“Try and try until you succeed”
This age old proverb drives the young blooded to the old blooded and everyone in between. However its not the idealism expressed by the proverb that drives most people, its the success. So how would you define success? Success is defined as the achievement of an aim or an objective. But are not our aims and objectives so fleeting?
Most people that we might come across are in a perpetual beta mode, changing their hopes and dreams to suit the best of their ability. Their ability, which has been decreasing with every passing year as they get evermore complacent and driven by convenience. So if the goals that drive our success are dictated by convenience then how are we “trying till we succeed?” Well, we are not. What we are doing however is trying not to try too hard.
The phenomena of “trying too hard” is recent but colloquially a lot more popular than it’s idealistic predecessor. Most people are trying not to try too hard or at least appear as such. In today’s world, there is a stigma attached with being an overachiever and the stigma stems from the fear of failure and success of those that rely on chance and some good fortune.
But such people have it easy, I’d assume. Would it not be great to be so aware of your limits that you cause no harm to your inherent self by trying to overachieve? When your ego remains unscathed by the momentary but ever so crippling feeling of rejection.
The idealists however, for them a world where the ego takes precedence over aspiration is rather glim and leaves much to be desired.

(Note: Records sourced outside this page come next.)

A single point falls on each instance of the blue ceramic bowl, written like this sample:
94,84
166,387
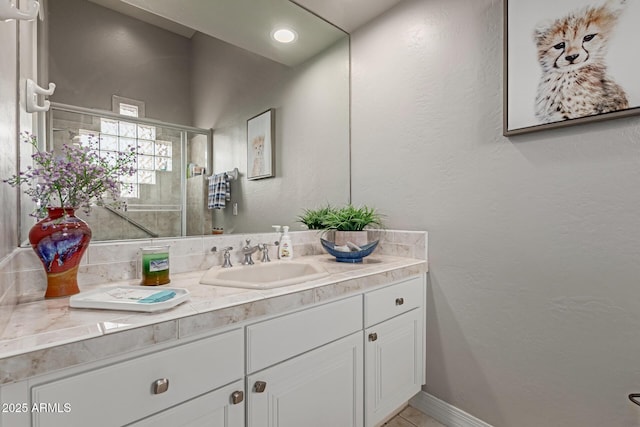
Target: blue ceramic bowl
353,256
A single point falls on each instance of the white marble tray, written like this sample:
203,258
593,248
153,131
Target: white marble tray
127,298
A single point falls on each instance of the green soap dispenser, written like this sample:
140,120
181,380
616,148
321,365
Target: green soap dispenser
285,250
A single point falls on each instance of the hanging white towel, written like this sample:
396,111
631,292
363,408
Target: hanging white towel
219,191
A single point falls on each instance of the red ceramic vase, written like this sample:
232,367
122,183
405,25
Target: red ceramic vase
60,240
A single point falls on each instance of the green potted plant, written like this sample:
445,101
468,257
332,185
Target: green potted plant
350,223
313,219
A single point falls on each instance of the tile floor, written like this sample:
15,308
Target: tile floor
411,417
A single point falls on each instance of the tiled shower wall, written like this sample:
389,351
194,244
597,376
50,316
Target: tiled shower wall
118,261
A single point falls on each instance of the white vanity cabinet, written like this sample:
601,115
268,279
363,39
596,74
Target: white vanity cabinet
305,368
349,362
394,347
223,407
196,380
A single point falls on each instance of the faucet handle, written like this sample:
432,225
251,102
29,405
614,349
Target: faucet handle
264,247
227,257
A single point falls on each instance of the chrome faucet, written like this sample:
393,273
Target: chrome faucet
247,251
264,247
227,257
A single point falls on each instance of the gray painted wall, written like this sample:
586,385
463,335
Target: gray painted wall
231,85
534,241
96,53
8,161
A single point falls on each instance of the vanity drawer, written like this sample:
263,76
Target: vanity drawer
127,391
393,300
281,338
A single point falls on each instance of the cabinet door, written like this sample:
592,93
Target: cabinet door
221,408
394,364
320,388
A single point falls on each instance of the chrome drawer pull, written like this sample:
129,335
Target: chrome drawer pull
237,397
160,386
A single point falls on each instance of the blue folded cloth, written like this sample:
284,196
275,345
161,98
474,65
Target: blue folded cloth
158,297
219,191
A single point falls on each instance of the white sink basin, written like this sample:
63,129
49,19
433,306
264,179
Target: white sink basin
263,275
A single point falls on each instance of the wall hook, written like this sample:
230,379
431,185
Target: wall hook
31,94
9,11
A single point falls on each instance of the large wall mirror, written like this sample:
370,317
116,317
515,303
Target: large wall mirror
195,72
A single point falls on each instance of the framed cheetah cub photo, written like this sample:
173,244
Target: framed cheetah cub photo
260,145
569,62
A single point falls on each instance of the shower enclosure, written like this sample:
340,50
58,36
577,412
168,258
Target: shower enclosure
167,197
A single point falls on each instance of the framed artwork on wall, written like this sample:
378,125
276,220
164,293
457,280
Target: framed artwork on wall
261,145
569,62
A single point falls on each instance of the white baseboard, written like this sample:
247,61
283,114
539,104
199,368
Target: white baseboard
443,412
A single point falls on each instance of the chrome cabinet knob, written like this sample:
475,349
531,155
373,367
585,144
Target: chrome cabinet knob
237,397
259,386
160,386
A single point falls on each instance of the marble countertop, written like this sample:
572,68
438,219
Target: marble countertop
47,335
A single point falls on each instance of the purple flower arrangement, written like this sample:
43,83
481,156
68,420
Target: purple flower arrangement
75,177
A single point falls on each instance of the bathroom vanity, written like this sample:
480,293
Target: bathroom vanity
347,349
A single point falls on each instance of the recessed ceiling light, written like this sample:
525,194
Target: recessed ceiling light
284,35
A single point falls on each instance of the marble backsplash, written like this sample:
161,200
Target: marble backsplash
22,277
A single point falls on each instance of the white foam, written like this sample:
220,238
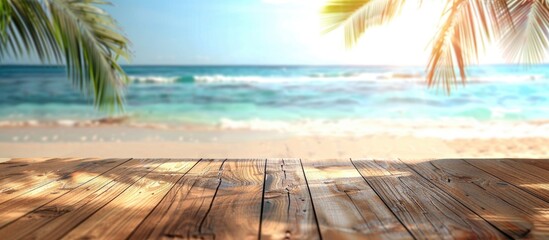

However with this attitude, the Idealists can wind up with a string of regrets. Resulting from no faults of their own but as a function of external factors playing mayhem in their aspirations. External factors, they elude me the most. They are not mine to control and not mine to dictate. They have a mind of their own and this mind till date remains to be one that I cannot read.
I would assume, a life where you don’t try to achieve at all would be a lot easier to live with as opposed to a life where you reach for the stars only to realise that you perpetually have a broken hand. How long till my broken hand becomes the extent of my ability? How long till my hopes and dreams become as fleeting as the next biggest internet phenomena?
I feel my resolute to be strong but slightly shaken, tipping over an inch at a time to the want of “not trying too hard”
And if not, then I remain for the rest of my life, a hopeless achiever.